Jeff Gilbert came to the event at Indian Rock from nearby Shrewsbury, Pennsylvania, but has had a family connection to Indian Rock Dam since it was first built, noting that a portion of his family’s farm upstream of the dam was purchased to be part of the dam’s dry reservoir area before he was born.

For him though, his most powerful memories associated with Indian Rock Dam were during Tropical Storm Agnes. He said that while it had been raining heavily, he and his mother didn’t realize just how significant the rain had been until they saw the lake forming in the reservoir and when they visited his nearby aunt.

“It (Codorus Creek) was literally a lake, and we pulled up to my aunt’s house and she came out in her bath robe and they had been bailing water of her basement and she said ‘Don’t you know that York is in a state of emergency and everything’s closed!,’” Gilbert said. “During the event, we actually came over and we actually watched the water going over the spillway. It was pretty amazing, it looked like Niagara Falls. It was significantly over the spillway, you could see a huge amount of volume coming over.”

Estimates are that the water from the reservoir rose from one to two feet over the height of the side of the spillway, leading excess water to flow into the concrete spillway and downstream.

While water did make it downstream past Indian Rock Dam via the floodway, the dam still held back what would have been 9.1 billion more gallons of potential floodwaters and it is estimated flooding could have been up to 13 feet higher in downtown York had Indian Rock Dam not been there.

Indian Rock Dam Today – Celebrating 75 years, and Counting, of Reducing Flood Risks

Since Tropical Storm Agnes, Indian Rock Dam has continued to manage the flow of the West Branch of Codorus Creek, often largely unnoticed.

Many attendees of the 75th anniversary event were surprised to learn that the dam’s gates were operated as recently as February 2016 to reduce the risk of flooding along Codorus Creek downstream of Indian Rock Dam during a high water event associated with snow melt.

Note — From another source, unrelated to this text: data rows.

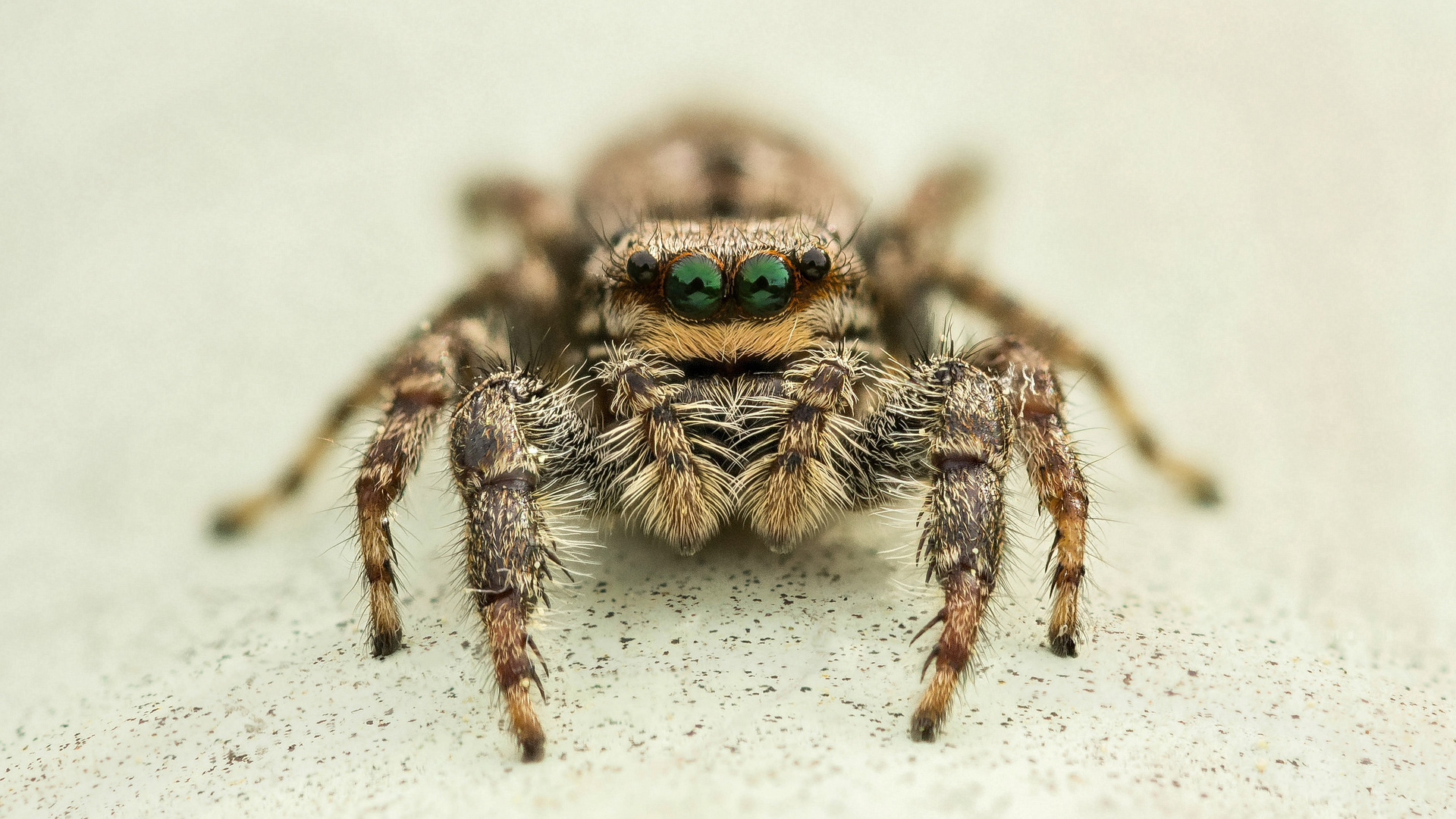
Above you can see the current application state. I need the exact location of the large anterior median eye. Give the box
[663,255,723,319]
[734,253,793,318]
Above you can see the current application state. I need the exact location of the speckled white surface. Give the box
[0,3,1456,816]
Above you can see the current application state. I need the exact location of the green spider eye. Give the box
[736,253,793,318]
[663,255,723,319]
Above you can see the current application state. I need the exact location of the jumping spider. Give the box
[217,115,1216,761]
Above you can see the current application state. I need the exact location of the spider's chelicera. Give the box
[217,115,1216,759]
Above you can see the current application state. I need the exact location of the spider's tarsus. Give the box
[910,714,937,742]
[521,733,546,762]
[374,631,403,659]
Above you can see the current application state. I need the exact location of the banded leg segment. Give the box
[212,259,541,538]
[974,338,1087,657]
[354,321,485,657]
[930,260,1219,506]
[866,356,1013,742]
[738,345,864,552]
[450,372,592,762]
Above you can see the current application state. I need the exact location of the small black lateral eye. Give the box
[799,248,828,281]
[628,251,657,284]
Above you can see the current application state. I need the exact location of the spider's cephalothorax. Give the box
[217,108,1216,759]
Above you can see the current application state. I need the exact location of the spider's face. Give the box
[592,218,859,360]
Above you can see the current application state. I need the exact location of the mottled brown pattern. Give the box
[217,108,1216,761]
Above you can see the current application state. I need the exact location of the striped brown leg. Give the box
[212,179,584,538]
[450,372,592,762]
[932,268,1219,506]
[354,321,486,657]
[866,356,1013,742]
[974,338,1087,657]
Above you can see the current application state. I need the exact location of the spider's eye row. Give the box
[799,248,828,281]
[734,253,793,318]
[663,253,723,319]
[628,251,657,284]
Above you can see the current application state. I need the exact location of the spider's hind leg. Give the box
[450,362,594,762]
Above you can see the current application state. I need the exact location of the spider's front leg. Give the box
[354,319,488,657]
[973,338,1087,657]
[450,370,594,762]
[866,356,1013,742]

While that event was not one of the more significant ones faced by Indian Rock Dam and its personnel, it did require management of flow downstream to reduce risks. 

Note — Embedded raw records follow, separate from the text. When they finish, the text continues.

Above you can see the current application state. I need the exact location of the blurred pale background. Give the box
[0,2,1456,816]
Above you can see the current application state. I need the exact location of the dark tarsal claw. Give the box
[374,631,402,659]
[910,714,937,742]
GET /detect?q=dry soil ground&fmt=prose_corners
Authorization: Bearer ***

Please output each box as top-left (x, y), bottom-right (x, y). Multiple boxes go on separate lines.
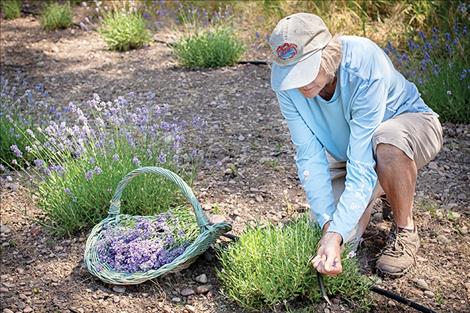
top-left (0, 17), bottom-right (470, 312)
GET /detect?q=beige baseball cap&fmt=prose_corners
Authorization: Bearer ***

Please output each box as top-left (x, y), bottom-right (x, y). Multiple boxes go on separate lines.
top-left (269, 13), bottom-right (332, 91)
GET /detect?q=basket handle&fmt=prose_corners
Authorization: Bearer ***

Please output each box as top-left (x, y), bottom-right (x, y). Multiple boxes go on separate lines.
top-left (108, 166), bottom-right (209, 230)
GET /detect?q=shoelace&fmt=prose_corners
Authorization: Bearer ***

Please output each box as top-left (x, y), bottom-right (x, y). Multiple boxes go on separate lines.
top-left (383, 229), bottom-right (416, 264)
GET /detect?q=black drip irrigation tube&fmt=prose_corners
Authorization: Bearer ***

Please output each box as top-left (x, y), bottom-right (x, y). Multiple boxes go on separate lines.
top-left (222, 234), bottom-right (436, 313)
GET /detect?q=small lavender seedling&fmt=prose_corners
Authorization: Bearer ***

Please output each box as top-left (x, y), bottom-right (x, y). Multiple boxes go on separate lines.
top-left (41, 3), bottom-right (73, 30)
top-left (99, 12), bottom-right (151, 51)
top-left (0, 0), bottom-right (21, 20)
top-left (172, 27), bottom-right (245, 68)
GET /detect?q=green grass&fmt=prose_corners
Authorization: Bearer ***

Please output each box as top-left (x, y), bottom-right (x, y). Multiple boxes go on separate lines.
top-left (41, 3), bottom-right (73, 31)
top-left (172, 27), bottom-right (245, 68)
top-left (217, 215), bottom-right (371, 310)
top-left (99, 12), bottom-right (152, 51)
top-left (0, 0), bottom-right (21, 20)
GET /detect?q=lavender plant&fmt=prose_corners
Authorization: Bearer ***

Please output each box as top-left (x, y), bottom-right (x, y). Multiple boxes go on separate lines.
top-left (0, 0), bottom-right (21, 20)
top-left (217, 215), bottom-right (372, 311)
top-left (172, 27), bottom-right (245, 68)
top-left (99, 12), bottom-right (151, 51)
top-left (2, 79), bottom-right (204, 235)
top-left (97, 207), bottom-right (198, 273)
top-left (41, 3), bottom-right (73, 30)
top-left (384, 18), bottom-right (470, 123)
top-left (0, 77), bottom-right (47, 168)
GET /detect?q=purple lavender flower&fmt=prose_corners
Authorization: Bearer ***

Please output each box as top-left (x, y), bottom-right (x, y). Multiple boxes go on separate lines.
top-left (49, 165), bottom-right (65, 175)
top-left (132, 156), bottom-right (140, 166)
top-left (94, 166), bottom-right (103, 175)
top-left (85, 170), bottom-right (93, 181)
top-left (158, 151), bottom-right (166, 164)
top-left (33, 159), bottom-right (44, 168)
top-left (10, 145), bottom-right (23, 158)
top-left (26, 128), bottom-right (36, 138)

Some of the more significant events where water was impounded behind the dam include Hurricane Sandy in 2012, and unnamed high water event in 2013 and Tropical Storm Lee – all of which required holding back billions of gallons of water from downstream. During Tropical Storm Lee, 44.1 percent of the reservoir’s storage capacity was used – meaning just over 4 billion gallons of water was being impounded to reduce risks to York and other downstream communities.
These were just some of the facts and figures that the several hundred attendees at the dam’s 75th anniversary celebration learned about.

While many people have historic connections and memories associated with Indian Rock Dam, Head Dam Operator Steve Young said that in recent years that his team at the dam has been working on forging new bonds with the surrounding community as well.

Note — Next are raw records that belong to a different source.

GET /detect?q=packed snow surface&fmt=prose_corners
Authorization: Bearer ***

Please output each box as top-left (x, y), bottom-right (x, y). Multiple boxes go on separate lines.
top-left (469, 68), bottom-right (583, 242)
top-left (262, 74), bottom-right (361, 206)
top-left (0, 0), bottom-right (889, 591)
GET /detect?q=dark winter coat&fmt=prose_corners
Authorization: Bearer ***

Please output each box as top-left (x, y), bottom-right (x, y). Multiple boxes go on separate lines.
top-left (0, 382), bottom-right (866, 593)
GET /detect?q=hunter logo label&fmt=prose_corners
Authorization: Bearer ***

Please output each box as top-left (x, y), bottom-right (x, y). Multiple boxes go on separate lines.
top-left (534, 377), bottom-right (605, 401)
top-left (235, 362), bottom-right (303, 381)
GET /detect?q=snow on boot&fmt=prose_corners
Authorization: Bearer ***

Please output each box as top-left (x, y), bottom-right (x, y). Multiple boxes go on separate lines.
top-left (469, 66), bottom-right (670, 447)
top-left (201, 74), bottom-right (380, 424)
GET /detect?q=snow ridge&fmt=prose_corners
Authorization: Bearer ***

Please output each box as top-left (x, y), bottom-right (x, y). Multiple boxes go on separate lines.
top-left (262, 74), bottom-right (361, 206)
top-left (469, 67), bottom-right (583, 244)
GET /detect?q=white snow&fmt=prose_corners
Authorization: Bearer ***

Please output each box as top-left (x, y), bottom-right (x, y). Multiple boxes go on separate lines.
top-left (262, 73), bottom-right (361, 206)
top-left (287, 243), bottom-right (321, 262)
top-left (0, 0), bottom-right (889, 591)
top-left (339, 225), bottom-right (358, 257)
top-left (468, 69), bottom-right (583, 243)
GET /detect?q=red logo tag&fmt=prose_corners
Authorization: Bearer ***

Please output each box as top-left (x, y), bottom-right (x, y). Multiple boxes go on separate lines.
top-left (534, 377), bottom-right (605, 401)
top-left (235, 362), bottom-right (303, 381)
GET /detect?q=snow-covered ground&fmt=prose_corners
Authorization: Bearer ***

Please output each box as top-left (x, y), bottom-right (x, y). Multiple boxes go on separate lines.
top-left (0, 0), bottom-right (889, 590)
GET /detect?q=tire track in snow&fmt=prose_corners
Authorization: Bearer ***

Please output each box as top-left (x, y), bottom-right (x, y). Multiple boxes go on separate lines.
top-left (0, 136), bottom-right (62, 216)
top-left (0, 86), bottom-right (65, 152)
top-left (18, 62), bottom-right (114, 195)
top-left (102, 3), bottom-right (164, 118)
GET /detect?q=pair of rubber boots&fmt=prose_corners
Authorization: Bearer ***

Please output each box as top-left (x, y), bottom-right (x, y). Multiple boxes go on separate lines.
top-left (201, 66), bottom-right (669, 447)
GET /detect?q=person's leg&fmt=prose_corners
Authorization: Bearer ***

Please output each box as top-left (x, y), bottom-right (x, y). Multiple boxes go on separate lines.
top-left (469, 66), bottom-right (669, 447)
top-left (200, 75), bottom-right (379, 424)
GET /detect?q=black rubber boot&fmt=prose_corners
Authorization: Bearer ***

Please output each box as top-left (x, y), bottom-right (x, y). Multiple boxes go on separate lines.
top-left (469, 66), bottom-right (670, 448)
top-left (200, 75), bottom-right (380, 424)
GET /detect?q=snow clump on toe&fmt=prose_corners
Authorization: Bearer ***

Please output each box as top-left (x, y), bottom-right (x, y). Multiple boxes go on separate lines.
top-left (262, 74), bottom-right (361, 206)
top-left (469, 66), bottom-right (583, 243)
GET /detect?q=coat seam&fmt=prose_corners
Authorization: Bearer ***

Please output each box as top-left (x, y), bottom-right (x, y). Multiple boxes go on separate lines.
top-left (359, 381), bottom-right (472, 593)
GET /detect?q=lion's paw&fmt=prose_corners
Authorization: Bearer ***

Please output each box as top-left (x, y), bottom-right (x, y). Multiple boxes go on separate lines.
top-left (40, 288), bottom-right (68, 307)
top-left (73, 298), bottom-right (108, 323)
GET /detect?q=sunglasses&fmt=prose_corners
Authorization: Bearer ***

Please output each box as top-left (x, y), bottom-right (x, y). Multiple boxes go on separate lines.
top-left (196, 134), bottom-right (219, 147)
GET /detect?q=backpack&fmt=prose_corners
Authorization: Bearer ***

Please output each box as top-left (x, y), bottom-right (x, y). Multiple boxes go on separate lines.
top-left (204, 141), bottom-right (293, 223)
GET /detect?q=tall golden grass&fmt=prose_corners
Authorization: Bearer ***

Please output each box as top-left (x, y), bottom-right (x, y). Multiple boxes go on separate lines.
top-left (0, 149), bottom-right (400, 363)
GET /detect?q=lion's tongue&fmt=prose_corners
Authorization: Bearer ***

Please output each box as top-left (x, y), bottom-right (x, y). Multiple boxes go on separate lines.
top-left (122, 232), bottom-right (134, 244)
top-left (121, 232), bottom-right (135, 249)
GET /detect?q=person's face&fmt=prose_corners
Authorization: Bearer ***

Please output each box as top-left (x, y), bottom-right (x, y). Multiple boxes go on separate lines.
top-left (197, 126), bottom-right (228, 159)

“What stands out to me at Indian Rock in recent years is how we’re more and more involved with the surrounding community and different people and organizations,” Young said, noting they work closely with the Pennsylvania Fish and Game Commission and the Fraternal Order of the Police on use of land within the dry reservoir and also partner with local environmental and recreational groups as feasible. “It’s not just about Indian Rock Dam. We partner with different groups propose different things and we find ways to work with them.”

Even with that increased connection to the surrounding community, he said he was pleasantly surprised by how many people came out to the 75th anniversary event to learn about the dam and how it reduces flood risks to their communities.

“When this event was first proposed, I had my doubts on the kind of turnout we would get. I thought, well, Indian Rock Dam is a dry project, we don’t have a lake, we don’t have a lot of recreation other than public hunting up in the reservoir and I was wondering what kind of turnout we would get,” Young said. “I was very surprised at the turnout. I was astonished. It makes me feel good that we’re doing something the public appreciates.”